拖著周延儒和徐允楨他們,也是為了方便給自己騰時間,來處理一些人和物。

該轉移的轉移,還清除的清除。

另一邊,其實是想處理掉溫體仁這個傢伙。

要不是他,

江南仍舊歌舞昇平,士紳們哪裡用得著,做這番功夫?

但溫體仁閉門不出,他們也沒有多大辦法,只能儘量完成前面兩個了。

錢謙益還是不安心,“我還是先行書給錢閣老,讓他幫忙打點。”

錢龍錫身為閣臣,還是東林黨魁,其實江南一出事,自然就有東林黨找上了門。

但錢龍錫自己參加完了內閣會議,在接見了一些人後,便發狠心,當著那些人的面,假裝腳滑落到了池中,直接病了。

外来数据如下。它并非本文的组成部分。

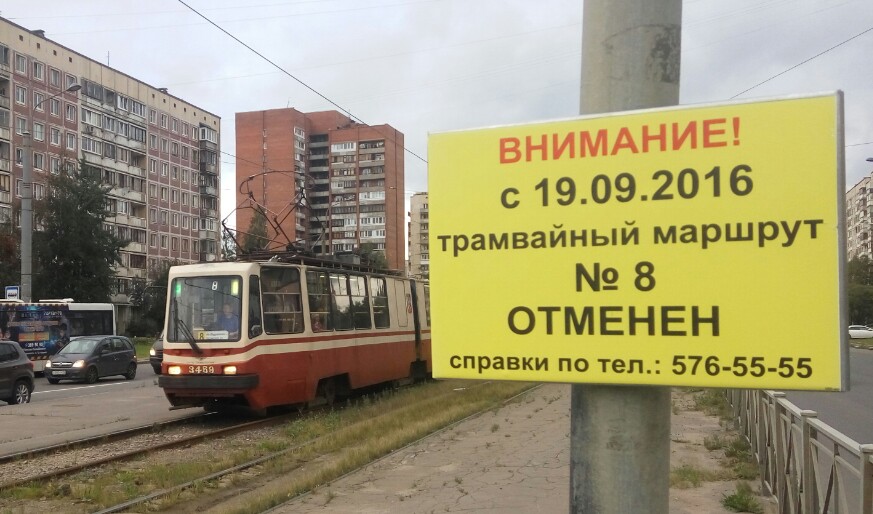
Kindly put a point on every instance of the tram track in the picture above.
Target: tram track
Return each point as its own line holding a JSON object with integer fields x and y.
{"x": 125, "y": 506}
{"x": 47, "y": 463}
{"x": 216, "y": 484}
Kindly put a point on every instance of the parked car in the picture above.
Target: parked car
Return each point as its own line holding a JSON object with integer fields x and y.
{"x": 860, "y": 332}
{"x": 16, "y": 374}
{"x": 156, "y": 354}
{"x": 89, "y": 358}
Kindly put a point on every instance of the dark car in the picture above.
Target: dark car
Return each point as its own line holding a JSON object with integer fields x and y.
{"x": 156, "y": 354}
{"x": 16, "y": 374}
{"x": 89, "y": 358}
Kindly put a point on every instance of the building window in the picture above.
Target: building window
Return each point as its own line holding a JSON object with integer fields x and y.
{"x": 38, "y": 70}
{"x": 20, "y": 63}
{"x": 38, "y": 132}
{"x": 20, "y": 95}
{"x": 38, "y": 99}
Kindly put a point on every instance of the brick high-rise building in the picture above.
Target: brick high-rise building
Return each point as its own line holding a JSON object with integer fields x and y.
{"x": 419, "y": 231}
{"x": 158, "y": 152}
{"x": 329, "y": 184}
{"x": 859, "y": 220}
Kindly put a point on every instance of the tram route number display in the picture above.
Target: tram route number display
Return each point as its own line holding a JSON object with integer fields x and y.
{"x": 691, "y": 246}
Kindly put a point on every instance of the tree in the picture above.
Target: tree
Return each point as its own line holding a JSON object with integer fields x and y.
{"x": 149, "y": 300}
{"x": 74, "y": 255}
{"x": 256, "y": 237}
{"x": 10, "y": 255}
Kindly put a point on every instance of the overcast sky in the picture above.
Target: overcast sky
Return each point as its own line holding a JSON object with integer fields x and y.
{"x": 435, "y": 65}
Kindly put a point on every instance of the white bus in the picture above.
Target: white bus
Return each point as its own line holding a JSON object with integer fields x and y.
{"x": 42, "y": 328}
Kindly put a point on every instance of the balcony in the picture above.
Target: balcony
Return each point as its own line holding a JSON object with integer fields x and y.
{"x": 133, "y": 221}
{"x": 208, "y": 190}
{"x": 135, "y": 248}
{"x": 209, "y": 235}
{"x": 128, "y": 194}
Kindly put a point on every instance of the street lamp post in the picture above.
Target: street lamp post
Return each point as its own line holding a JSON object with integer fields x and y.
{"x": 27, "y": 205}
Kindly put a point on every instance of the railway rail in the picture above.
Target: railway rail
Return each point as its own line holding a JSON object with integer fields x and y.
{"x": 315, "y": 447}
{"x": 50, "y": 462}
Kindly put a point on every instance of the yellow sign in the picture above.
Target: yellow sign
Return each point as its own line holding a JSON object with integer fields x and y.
{"x": 688, "y": 246}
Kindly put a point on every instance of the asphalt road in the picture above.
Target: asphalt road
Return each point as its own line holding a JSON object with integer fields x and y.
{"x": 850, "y": 412}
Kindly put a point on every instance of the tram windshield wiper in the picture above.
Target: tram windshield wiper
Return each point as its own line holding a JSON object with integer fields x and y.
{"x": 186, "y": 332}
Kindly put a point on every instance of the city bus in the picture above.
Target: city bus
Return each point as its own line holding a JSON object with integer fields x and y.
{"x": 43, "y": 328}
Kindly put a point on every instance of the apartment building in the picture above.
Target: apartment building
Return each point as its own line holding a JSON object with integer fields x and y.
{"x": 859, "y": 219}
{"x": 157, "y": 152}
{"x": 419, "y": 248}
{"x": 327, "y": 183}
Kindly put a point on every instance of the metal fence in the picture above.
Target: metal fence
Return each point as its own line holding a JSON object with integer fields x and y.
{"x": 808, "y": 466}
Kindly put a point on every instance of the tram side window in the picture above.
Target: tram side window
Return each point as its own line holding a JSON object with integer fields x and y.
{"x": 360, "y": 301}
{"x": 379, "y": 290}
{"x": 339, "y": 286}
{"x": 283, "y": 310}
{"x": 318, "y": 286}
{"x": 255, "y": 328}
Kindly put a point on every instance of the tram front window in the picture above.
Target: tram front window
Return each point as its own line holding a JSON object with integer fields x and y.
{"x": 204, "y": 309}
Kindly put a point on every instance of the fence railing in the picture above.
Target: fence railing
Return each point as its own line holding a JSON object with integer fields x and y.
{"x": 808, "y": 466}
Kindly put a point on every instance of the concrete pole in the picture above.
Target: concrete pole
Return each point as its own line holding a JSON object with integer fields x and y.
{"x": 27, "y": 218}
{"x": 620, "y": 436}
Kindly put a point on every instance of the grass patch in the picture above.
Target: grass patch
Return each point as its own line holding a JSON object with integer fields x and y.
{"x": 319, "y": 448}
{"x": 743, "y": 500}
{"x": 713, "y": 402}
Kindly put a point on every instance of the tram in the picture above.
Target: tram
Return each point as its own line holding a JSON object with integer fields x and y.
{"x": 288, "y": 331}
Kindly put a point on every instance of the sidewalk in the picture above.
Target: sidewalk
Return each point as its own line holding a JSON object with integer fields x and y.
{"x": 513, "y": 460}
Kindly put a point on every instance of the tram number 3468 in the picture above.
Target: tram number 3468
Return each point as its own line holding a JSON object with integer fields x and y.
{"x": 194, "y": 370}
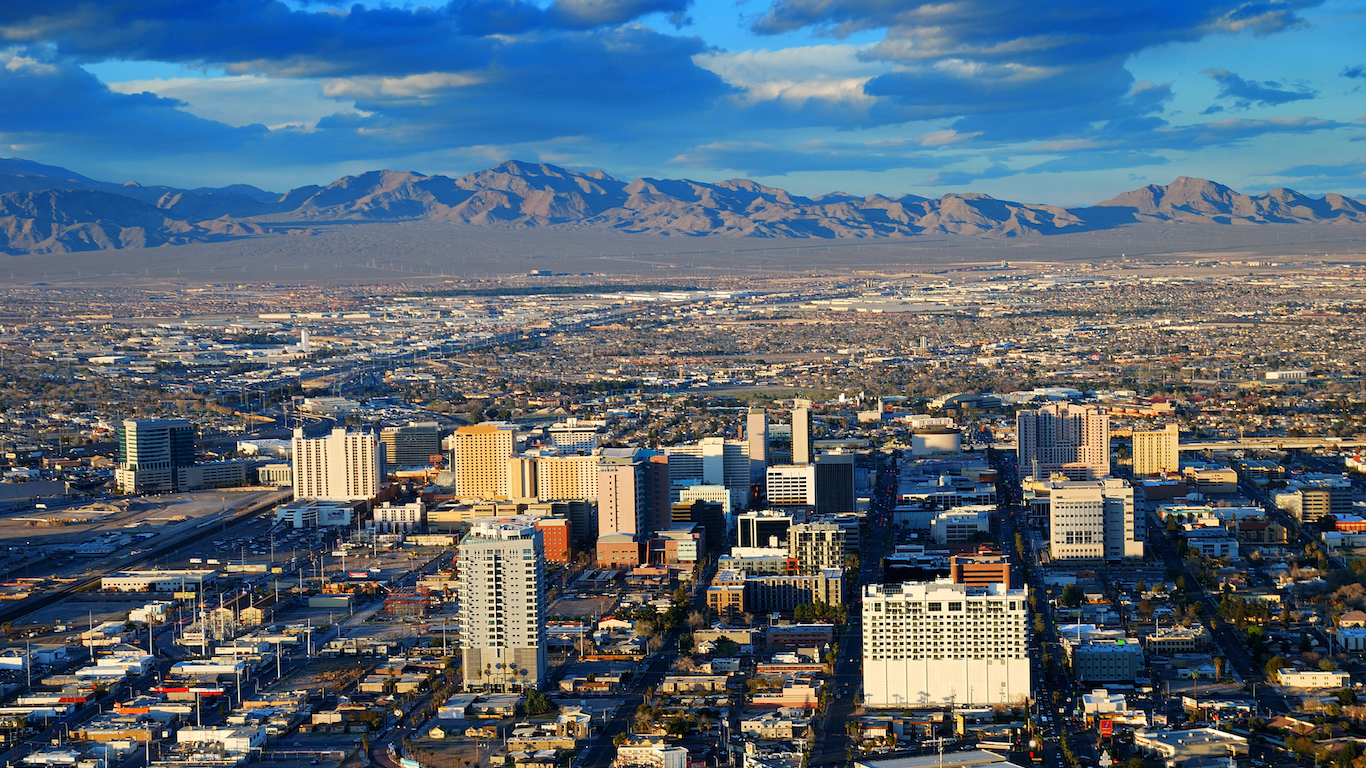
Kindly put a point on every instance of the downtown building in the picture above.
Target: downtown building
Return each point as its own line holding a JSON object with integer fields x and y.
{"x": 1093, "y": 521}
{"x": 503, "y": 607}
{"x": 343, "y": 466}
{"x": 1062, "y": 437}
{"x": 935, "y": 644}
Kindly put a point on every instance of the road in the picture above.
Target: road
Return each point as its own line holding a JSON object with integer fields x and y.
{"x": 832, "y": 741}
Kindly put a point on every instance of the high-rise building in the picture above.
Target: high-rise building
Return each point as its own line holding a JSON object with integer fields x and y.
{"x": 802, "y": 447}
{"x": 981, "y": 567}
{"x": 816, "y": 545}
{"x": 1092, "y": 521}
{"x": 152, "y": 454}
{"x": 522, "y": 478}
{"x": 343, "y": 466}
{"x": 622, "y": 499}
{"x": 1154, "y": 451}
{"x": 566, "y": 477}
{"x": 712, "y": 461}
{"x": 835, "y": 484}
{"x": 574, "y": 435}
{"x": 503, "y": 611}
{"x": 480, "y": 459}
{"x": 1062, "y": 437}
{"x": 791, "y": 485}
{"x": 764, "y": 529}
{"x": 659, "y": 498}
{"x": 929, "y": 644}
{"x": 411, "y": 446}
{"x": 756, "y": 433}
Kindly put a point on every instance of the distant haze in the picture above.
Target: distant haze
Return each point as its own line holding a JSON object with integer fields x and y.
{"x": 518, "y": 217}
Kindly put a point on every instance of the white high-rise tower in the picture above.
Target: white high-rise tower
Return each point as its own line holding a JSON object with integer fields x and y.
{"x": 503, "y": 610}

雖然末了,他還是堅持行文給了自己一些熟悉的人,讓他們小心行事,但後面就只能稱病,不見外客了。

直接急得東林黨團團轉。

錢龍錫就吱了一聲,有什麼大用?

他們要的是,錢龍錫以閣臣的身份,讓他在天子面前,為他們辯解,如果能顛倒黑白,動搖帝心,那便最好!

不行的話,

他是閣臣,權位極重,自然能引為靠山,讓來調查的人忌憚。

現在病了,

便大不妙了!

但錢龍錫是當著他人之面落得水,練習了幾十年的演技,也難以讓人看出其是故意的,所以指責來指責去,東林黨只能指責老天爺不看時候,以及當時去拜訪錢閣老的人不知道防備,竟然出了這樣的亂子。

但錢謙益覺得,不論如何,還是得跟錢龍錫再問問情況為好。

別人去問,

和自己去問,

是兩回事。

畢竟他錢謙益,也是東林黨魁!

以他的名望,來日天子只要忘了自己的黑料,登堂入閣,也只是一件小事!

周道登也隨他,給他紙筆讓他寫好,又讓人快馬去送書信後,便發揮自己一向混日子的作風,邀請錢謙益和自己一同欣賞園林。

他自從被趕回南邊養老後,便沉迷園林之中,特意為自己修建了一個精緻漂亮的院子。

這段時間才徹底完工,帶著家裡人來這邊看著美景,修養身心。

於是錢謙益便應了他的邀請,一同逛起了園林。

只是走到園林水池之時,便見一個十歲左右的小姑娘,正一手扶著邊上的假山,一手往水中探去,想要去撈自己不小心掉落的手帕。

周道登一見,變了臉色。

“愛兒,你怎麼這般不小心!”

“快把人帶出來!”

周道登老臉激動,讓下人帶著那小姑娘離開水池邊上後,便親自抱起她,摸摸臉和手,看她有沒有不小心傷著。

錢謙益本以為這是周道登得寵的孫女,還一臉微笑的看著小姑娘,結果之後卻聽周道登介紹道,“這是愛兒,乃是我的愛妾。”